Retail Banking increased headline earnings by 25% to R1 796 million. Market
share increased in lending products, particularly in instalment finance and home
loans, whilst customer retention improved across all products. Growth of 18% in
non-interest revenue resulted mainly from point of representation fees and card-
based commission, while bancassurance income continued to improve its
contribution. A decrease in the provision for credit loss ratio from 1,27% to
1,24% was indicative of the improved book quality.

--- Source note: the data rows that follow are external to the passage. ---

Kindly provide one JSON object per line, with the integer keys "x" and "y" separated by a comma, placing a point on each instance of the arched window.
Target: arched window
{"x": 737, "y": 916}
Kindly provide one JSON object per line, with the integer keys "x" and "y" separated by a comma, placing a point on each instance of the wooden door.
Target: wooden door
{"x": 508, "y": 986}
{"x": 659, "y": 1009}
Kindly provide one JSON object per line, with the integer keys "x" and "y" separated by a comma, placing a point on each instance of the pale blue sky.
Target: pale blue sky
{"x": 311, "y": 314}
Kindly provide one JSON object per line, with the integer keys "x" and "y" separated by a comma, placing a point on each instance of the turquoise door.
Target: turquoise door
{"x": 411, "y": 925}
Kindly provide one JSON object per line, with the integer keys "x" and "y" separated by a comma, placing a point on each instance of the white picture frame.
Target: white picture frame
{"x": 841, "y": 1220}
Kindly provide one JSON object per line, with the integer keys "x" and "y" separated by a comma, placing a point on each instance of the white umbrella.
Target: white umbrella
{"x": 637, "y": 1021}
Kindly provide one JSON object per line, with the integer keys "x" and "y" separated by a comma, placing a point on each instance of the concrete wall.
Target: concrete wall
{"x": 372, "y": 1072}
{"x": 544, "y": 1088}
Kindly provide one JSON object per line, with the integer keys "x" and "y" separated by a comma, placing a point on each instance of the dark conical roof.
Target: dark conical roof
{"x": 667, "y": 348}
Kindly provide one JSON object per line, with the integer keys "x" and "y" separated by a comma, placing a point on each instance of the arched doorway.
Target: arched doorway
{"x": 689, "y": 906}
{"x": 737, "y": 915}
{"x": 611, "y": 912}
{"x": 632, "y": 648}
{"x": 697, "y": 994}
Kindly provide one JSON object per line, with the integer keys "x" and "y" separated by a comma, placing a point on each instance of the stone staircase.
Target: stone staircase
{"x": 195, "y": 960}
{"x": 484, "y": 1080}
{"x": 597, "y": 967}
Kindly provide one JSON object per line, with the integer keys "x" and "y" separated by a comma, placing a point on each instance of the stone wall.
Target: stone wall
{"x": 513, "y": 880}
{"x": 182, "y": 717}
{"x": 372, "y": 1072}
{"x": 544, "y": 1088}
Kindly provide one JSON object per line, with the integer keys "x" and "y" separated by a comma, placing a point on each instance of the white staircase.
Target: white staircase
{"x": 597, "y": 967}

Wholesale Banking`s continued focus on optimising operations of core businesses
and strong growth in client driven trading income in SCMB helped increase its
contribution to group earnings from 35% to 40% in 2002. Headline earnings
increased by 36% to R2 102 million. All the major business units performed well
and balanced revenue growth was achieved across net interest income, fees and
commission income and trading income.
Provisions for credit losses increased by 9% over the previous year, mainly due
to general provisions, but remained constant as a percentage of average
advances.
International Operations (changes reflected in pound sterling terms) reflected a
decline of 48% in headline earnings as a consequence of the difficult trading
conditions. Net interest income was 14% higher, with margins decreasing due to
the shift in focus away from growth towards limiting risk as market conditions
deteriorated. The results were impacted by an increase in the provision for
credit losses of 107% and although no significant defaults have occurred,
provisions have been raised against appropriate credit risk criteria. Staff
costs increased by 15% due to higher staff numbers to ensure that expansion is
properly managed. Trading income increased by 5%.
Stanbic Africa`s contributions from acquisitions, coupled with strong
performances across almost all established operations, assisted in growing
revenue lines by an average of 55%. The acquisition of Uganda Commercial Bank in
particular, contributed meaningfully to the growth in headline earnings. A focus
on collection strategies resulted in a decrease of 33% in the provision for
credit losses. The increase in the cost-to-income ratio from 58,3% to 60,8%
resulted mainly from acquisitions and the expansion of risk and finance
functions based in Johannesburg. The results for the Zimbabwean operations have
been consolidated into the group`s accounts for both the current and previous
years. The net asset value of this investment has been fully provided for.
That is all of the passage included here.